“E uma nova civilização começou a erguer-se a uma velocidade inaudita
diante de nós e penetrou bem dentro de nós. Com as redes, todas as regras do
jogo político, sócio-económico e cultural foram profundamente afectadas ou
mesmo desintegradas. Uma rede sem centros e sem diferenciação do espaço e do
tempo constituiu um corte radical com todas as categorias da experiência
anterior à reticulação do mundo. Mesmo aquelas que designamos como “redes
sociais” nada têm a ver com aquilo com o que caracterizou até agora o social e,
definidas por antigos critérios, poderíamos dizer anti-sociais. O imenso caudal
de reflexões teóricas e análise de dados que têm como objecto a internet mostra
que esta suscita visões contraditórias: por um lado, ela é portadora de um
imaginário de emancipação e acesso livre generalizado ao saber e à informação;
por outro, traz consigo o lado mais negro da barbárie tecnológica. Não basta
dizer, utilizando a linguagem de Marcel Mauss, que a rede significou um facto antropológico
total.
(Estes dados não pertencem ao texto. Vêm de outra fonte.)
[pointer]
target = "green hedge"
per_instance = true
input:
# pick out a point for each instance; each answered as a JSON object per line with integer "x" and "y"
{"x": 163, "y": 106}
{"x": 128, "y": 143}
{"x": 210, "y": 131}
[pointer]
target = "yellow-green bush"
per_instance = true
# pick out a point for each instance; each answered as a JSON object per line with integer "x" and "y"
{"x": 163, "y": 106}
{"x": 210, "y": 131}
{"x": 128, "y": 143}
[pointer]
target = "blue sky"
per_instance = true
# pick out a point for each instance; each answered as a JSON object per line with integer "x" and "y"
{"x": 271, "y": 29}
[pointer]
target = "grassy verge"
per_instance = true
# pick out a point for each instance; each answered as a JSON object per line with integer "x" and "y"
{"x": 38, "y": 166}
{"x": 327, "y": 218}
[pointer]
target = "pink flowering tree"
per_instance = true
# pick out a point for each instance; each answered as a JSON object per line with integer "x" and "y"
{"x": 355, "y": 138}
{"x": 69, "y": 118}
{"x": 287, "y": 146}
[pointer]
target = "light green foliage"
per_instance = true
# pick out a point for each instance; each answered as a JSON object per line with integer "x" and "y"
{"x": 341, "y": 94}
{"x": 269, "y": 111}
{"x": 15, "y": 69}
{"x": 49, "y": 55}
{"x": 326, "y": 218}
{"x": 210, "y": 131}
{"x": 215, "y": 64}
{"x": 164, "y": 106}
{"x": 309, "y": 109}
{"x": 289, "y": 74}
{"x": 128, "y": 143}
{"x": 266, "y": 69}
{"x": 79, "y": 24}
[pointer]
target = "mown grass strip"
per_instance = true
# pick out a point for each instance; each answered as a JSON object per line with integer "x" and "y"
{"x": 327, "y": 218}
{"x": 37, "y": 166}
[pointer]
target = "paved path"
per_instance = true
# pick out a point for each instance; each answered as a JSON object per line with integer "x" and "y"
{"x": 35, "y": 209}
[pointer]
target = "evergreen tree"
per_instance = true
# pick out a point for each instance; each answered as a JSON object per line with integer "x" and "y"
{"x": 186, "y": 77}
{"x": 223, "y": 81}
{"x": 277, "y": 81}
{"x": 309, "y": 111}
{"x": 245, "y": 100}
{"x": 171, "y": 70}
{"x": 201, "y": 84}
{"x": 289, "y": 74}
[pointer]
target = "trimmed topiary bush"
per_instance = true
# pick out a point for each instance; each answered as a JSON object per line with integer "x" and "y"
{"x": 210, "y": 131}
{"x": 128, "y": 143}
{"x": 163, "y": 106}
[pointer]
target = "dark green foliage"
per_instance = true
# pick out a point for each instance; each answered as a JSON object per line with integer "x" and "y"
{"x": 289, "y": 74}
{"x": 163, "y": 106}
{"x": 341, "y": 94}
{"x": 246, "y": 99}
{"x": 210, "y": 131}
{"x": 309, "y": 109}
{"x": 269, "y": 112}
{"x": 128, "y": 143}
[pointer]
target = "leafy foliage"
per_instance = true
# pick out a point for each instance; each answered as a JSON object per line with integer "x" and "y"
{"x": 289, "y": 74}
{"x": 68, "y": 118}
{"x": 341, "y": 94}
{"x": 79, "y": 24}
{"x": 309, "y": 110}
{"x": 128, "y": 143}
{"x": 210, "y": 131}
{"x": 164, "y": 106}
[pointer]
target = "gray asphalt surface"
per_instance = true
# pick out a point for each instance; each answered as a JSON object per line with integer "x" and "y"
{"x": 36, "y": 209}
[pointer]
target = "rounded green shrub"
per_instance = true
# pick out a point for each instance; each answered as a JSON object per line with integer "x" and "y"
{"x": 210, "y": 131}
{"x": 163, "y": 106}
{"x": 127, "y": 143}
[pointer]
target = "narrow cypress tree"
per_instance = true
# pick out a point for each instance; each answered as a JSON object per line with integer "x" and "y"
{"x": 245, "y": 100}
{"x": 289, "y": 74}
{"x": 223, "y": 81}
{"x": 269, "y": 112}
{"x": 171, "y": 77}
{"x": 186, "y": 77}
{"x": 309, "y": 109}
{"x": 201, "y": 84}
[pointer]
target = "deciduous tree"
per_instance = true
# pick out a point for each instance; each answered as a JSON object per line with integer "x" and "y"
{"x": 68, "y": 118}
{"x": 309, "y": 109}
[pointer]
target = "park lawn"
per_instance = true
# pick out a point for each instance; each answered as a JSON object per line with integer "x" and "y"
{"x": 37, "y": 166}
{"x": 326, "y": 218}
É algo mais do que isso: a nossa condição de indivíduos constantemente
conectados, determinou a viragem para uma antropologia do artificial e para uma
condição pós-humana. Estar ligado à rede, em permanência, significa também ser
continuamente interrompido e entrar no regime da comunicação desconexa e
fragmentada. A economia e a ecologia da atenção tornaram-se, assim, questões
maiores do nosso tempo. Mas as mais visíveis transformações operadas pela rede
são as do próprio sistema capitalista: nas modificações das formas de trabalho,
nas metamorfoses do poder (não apenas o
poder político, mas todo aquele que é hoje inerente a uma sociedade de controle)
e, muito especialmente, num aumento colossal de mercadorias cada vez mais
imateriais.”
António
Guerreiro e João Oliveira Duarte
in “Breve Léxico do nosso Tempo” – revista “Electra”, Março de 2018.